The objective of the audit planning stage is for the auditor to determine the tactical audit plan for the audit engagement. The auditor develops this plan by firstly obtaining a detailed knowledge of the client's business and secondly by identifying the competence and availability of the staff members that will comprise the audit team. This knowledge includes an understanding of the entity and its environment, including its internal control [fn], sufficient to identify and assess the risks of material misstatement of the financial statements whether due to fraud or error, and sufficient to design and perform further audit procedures (ISA315.2).

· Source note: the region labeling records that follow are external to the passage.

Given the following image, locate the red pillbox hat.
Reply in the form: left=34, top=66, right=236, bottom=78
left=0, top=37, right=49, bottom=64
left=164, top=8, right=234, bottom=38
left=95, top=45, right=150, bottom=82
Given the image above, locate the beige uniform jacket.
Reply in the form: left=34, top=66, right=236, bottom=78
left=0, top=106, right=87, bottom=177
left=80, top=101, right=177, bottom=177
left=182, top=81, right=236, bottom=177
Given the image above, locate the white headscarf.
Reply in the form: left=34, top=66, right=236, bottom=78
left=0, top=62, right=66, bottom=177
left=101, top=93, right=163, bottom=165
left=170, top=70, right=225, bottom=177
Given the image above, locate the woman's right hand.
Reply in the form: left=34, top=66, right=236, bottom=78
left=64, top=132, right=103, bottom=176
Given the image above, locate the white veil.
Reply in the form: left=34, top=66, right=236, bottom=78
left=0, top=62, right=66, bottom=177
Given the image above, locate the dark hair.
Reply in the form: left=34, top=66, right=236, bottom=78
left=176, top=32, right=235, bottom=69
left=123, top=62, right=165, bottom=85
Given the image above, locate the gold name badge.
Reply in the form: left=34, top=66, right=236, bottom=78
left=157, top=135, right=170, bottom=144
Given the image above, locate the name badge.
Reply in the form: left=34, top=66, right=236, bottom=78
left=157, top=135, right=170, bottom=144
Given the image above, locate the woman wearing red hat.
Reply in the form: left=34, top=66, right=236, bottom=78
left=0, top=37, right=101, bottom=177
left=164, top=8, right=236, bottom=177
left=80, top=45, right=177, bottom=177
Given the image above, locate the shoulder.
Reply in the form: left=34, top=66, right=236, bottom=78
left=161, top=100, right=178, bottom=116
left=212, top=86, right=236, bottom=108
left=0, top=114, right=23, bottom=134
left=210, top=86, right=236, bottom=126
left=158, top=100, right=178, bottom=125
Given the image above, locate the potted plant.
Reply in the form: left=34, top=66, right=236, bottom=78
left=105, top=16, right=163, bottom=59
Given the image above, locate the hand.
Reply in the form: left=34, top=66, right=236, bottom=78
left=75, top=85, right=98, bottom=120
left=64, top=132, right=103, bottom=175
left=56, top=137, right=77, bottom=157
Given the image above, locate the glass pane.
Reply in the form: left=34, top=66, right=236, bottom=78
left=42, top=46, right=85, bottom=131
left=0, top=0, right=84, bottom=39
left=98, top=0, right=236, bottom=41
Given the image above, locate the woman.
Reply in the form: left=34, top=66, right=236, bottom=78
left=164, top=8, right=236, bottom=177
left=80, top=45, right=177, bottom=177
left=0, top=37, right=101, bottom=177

In obtaining the detailed knowledge of the client's business, the auditor undertakes various risk assessment activities including analytical procedures, completing questionnaire's and control matrices, inquiring of appropriate client personnel, inspecting records, reviewing systems and systems documentation, "walking" through the audit trail, "reperforming" client's procedures, observing the client's activities and operations, reviewing permanent working paper files, and performing CAATS. The understanding is documented in the working papers.
The auditor then uses this knowledge to evaluate inherent and control risks for each material account balance assertion. For any one account balance assertion, given the acceptable level of audit risk (AR*}and the related evaluations of inherent and control risk [IR and CR}, the auditor can derive the acceptable level of detection risk [AR*].
In particular, the auditor evaluates AR*2 for each material account balance assertion as well as IR2 and CR2. (Note that auditors refer to CR2 as the preliminary evaluation of control risk, as a subsequent evaluation may be made in the next audit stage.) Given that the achievable audit risk [AR2] must be not greater than the acceptable audit risk [AR*2] (in other words, given that the auditor must be able to achieve a level of risk that is acceptable), then the value of AR*2 latter can be substituted for AR2 in the equation for the audit risk model (AR2 = IR2 x CR2 x DR2) to determine the acceptable level of detection risk DR*2 for each account balance assertion. (That is, DR*2 = AR*2 / IR2 x CR2). The auditor documents the evaluation of these risks in the audit working papers.
Consideration of the respective values of control and acceptable detection risk for each account balance assertion (i.e. consideration of CR2 and DR*2) assists in determining the audit approach [fn]. The auditor documents the audit approach for each assertion, along with the time budget and staff planning schedule, as part of the tactical audit plan, facilitating the conduct of an efficient and effective audit.